Kurzinterview Luka

Foto: Markus Piribauer
Foto: Markus Piribauer

Wo kommst du genau her, und wo trainierst/lebst du jetzt?

Ich komme aus Wiener Neustadt, einer kleineren Stadt in der Nähe von Wien. Seit mittlerweile sieben Jahren lebe ich in Wien und trainiere an unserem nationalen Stützpunkt.

 

Wie schätzt du deine Chancen für die Qualifikation ein?

Ich habe einen super Start erwischt und habe grundsätzlich gegenüber allen Herausforderungen eine sehr positive Einstellung.

 

Wie teuer wird das Jahr vermutlich werden und wie finanzierst du die Turniere?

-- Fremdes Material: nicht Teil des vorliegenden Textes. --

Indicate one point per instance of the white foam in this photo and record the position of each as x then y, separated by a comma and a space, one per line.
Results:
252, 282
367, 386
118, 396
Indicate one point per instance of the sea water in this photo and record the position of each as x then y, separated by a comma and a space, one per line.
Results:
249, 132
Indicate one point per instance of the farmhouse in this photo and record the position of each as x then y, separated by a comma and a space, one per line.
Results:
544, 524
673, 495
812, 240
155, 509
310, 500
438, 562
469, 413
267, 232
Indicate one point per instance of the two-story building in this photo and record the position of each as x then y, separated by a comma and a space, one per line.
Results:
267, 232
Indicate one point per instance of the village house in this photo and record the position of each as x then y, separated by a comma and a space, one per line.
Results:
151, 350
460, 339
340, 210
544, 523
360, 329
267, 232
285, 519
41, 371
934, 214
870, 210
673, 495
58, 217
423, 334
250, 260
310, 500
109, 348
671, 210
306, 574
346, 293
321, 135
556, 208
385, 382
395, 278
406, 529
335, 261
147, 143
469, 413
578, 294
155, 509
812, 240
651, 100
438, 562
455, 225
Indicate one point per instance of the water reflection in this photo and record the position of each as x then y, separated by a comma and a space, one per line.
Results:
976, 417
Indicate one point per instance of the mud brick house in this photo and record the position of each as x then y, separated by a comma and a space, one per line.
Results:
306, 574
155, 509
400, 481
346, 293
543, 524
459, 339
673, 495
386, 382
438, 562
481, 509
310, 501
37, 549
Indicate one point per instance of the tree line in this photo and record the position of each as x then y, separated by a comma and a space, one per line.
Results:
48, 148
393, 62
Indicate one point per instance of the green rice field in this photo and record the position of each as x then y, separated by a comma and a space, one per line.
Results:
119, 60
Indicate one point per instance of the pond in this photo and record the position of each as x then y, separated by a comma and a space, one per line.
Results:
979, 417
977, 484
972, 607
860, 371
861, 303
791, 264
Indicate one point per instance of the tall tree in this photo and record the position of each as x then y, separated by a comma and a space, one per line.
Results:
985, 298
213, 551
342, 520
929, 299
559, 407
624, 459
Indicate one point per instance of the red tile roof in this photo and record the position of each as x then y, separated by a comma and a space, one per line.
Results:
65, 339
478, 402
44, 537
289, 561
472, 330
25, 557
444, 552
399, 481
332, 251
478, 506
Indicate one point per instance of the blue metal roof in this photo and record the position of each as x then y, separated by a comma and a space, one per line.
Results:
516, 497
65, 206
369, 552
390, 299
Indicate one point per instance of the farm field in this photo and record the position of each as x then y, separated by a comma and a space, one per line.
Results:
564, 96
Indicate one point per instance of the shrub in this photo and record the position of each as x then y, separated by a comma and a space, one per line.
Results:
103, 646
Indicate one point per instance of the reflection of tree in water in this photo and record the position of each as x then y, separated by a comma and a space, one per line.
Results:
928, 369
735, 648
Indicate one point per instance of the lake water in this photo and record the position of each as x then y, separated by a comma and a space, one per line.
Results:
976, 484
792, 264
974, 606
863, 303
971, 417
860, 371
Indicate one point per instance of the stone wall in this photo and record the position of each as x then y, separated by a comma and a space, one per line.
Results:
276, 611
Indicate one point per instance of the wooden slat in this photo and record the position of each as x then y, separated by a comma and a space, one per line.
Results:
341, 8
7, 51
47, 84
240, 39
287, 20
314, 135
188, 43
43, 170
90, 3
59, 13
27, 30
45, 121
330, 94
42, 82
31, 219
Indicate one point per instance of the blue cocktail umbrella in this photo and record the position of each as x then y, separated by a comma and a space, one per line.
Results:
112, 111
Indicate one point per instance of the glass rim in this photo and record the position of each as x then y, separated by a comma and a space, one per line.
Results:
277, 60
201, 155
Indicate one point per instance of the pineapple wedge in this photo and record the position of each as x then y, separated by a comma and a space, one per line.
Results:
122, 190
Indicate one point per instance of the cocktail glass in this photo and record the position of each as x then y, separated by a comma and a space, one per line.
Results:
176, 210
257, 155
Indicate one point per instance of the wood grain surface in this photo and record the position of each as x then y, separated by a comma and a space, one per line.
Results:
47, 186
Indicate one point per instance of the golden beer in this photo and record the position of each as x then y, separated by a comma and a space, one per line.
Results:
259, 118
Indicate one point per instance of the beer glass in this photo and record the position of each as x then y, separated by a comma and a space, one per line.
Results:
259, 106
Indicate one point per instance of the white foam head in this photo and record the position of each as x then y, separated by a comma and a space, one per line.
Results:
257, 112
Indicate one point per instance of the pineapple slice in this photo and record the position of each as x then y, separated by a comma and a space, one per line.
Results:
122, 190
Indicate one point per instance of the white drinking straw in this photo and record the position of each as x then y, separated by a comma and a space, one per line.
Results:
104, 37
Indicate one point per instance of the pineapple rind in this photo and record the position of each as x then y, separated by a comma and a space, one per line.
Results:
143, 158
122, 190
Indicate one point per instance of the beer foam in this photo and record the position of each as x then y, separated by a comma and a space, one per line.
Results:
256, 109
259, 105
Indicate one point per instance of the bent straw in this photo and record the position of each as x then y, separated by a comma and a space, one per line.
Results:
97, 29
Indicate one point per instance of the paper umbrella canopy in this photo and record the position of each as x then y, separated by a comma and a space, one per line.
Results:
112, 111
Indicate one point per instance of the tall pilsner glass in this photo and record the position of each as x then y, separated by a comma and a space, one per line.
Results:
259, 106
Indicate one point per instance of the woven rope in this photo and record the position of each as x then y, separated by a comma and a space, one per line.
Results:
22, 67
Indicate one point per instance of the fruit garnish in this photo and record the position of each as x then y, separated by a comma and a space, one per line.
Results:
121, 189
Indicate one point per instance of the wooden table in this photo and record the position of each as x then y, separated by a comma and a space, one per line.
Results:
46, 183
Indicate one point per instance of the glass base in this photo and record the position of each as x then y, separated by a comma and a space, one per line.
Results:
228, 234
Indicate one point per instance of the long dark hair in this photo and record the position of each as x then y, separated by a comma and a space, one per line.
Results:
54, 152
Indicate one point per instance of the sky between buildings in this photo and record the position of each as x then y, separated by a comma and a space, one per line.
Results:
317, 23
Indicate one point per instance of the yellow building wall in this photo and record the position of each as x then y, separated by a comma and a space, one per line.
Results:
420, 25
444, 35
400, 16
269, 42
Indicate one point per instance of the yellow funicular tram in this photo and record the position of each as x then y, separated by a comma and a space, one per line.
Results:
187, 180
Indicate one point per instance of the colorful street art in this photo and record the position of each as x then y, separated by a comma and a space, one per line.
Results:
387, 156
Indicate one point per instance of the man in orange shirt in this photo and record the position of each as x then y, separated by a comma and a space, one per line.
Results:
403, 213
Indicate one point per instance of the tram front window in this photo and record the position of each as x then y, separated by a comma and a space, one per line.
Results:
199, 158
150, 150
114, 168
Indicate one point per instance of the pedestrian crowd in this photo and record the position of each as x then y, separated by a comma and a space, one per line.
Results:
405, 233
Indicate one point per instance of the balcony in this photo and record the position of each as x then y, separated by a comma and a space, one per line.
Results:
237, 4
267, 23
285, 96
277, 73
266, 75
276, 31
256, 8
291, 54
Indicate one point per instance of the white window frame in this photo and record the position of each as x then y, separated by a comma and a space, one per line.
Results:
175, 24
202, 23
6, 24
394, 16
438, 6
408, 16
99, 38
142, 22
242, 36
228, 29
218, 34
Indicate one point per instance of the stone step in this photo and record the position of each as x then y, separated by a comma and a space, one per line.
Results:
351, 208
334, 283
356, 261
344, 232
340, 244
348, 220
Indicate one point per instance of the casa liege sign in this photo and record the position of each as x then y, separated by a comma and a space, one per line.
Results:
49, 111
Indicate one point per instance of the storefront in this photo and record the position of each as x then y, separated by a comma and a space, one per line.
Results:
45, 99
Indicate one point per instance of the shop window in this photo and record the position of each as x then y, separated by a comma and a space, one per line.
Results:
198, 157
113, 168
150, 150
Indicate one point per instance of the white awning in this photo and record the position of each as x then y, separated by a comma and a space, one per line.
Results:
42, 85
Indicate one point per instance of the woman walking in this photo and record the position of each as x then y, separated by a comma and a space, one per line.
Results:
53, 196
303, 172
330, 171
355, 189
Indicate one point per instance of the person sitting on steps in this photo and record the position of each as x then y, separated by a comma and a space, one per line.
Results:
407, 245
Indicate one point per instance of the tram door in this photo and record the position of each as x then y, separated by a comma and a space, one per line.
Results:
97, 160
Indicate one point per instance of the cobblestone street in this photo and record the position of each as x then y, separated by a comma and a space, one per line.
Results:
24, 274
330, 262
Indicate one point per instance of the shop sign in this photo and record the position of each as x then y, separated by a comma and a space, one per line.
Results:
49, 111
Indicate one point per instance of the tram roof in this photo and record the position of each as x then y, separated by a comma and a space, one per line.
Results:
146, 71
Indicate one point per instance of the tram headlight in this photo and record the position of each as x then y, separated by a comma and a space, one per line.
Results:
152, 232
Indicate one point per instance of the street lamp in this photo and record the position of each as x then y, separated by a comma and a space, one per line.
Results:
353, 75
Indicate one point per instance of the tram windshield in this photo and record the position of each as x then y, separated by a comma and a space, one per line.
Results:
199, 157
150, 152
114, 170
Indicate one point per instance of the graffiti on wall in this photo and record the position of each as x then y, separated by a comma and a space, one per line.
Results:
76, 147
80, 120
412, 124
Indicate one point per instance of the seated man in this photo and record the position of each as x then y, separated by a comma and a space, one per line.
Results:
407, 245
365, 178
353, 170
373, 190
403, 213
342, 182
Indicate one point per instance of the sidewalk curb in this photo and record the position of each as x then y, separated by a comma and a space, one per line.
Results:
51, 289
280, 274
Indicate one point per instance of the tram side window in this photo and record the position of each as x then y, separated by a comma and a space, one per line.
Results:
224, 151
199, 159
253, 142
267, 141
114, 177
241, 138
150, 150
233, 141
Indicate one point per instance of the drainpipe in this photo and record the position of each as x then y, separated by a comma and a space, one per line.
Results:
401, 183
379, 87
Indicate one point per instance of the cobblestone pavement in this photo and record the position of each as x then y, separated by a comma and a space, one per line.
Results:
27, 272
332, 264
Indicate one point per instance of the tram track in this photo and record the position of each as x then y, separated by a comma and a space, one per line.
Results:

Ich rechne zwischen 25000 und 30000€. Den Großteil dieser Summe decke ich mit privaten Sponsoren. Vor allem Wolfgang Noitz mit seiner Firma Aktiv Ladenbau hat mir seit ich aus der Jugend rausgekommen bin, ermöglicht Badminton professionell zu betreiben. Darüber hinaus habe ich im Zuge meiner Leihspielerverpflichtung für AS Logistik Mödling mit Allan Sudarma einen weiteren wertvollen Unterstützer gewonnen.

 

Wie viel Wochen des Jahres bist du ca. unterwegs, bzw. wie viel Zeit bleibt dir noch zuhause?

Das Qualifjahr ist wirklich intensiv, ich war seit Anfang Mai 14 Wochen unterwegs, wobei hier auch Trainingslager dabei waren. Zu Hause bin ich daher kaum noch, daher schätze ich die Zeit mit meiner Familie und Freunden sehr und versuche dann so viel Kraft wie möglich zu tanken.

 

Wie schlimm wäre es, wenn die Quali nicht klappen würde?

Ich habe seit Mai 2014 meinen ganzen Alltag diesem Unterfangen, sowie der Qualifikation für die ersten European Games, untergeordnet. Ich bin megaglücklich, dass ich in Baku (bei den European Games, Anm. d. Red) dabei sein durfte und ich weiß, dass ich jeden Tag alles aus mir heraushole. Das ist mir das Wichtigste und wenn es dann nicht klappt, werde ich demjenigen gratulieren, der es aus Österreich geschafft hat.

 

Wie verstehst du dich mit deinen beiden Konkurrenten und hat sich, seit es auf Olympia zugeht etwas zwischen euch verändert?

Wir trainieren viel miteinander und kommen meiner Meinung nach alle gut zurecht mit der Situation. Natürlich gibt es hin und wieder etwas „intensivere“ Momente, aber das ist im Spitzensport ganz normal denke ich.

 

Kann man die ganzen Reisen trotz Turnierstress auch ein bisschen genießen?

An erster Stelle steht natürlich immer die Vorbereitung für das jeweilige Turnier, bzw. wenn es vorbei ist die Vorbereitung aufs Nächste. Wenn wir dann an einer coolen Location spielen, nütze ich das trotzdem immer aus und laufe dann zum Beispiel statt auf einem Laufband am Flic en Flac Strand in Mauritius und schwimme danach eine Runde im Meer. Also es gibt definitiv auch Genussmomente!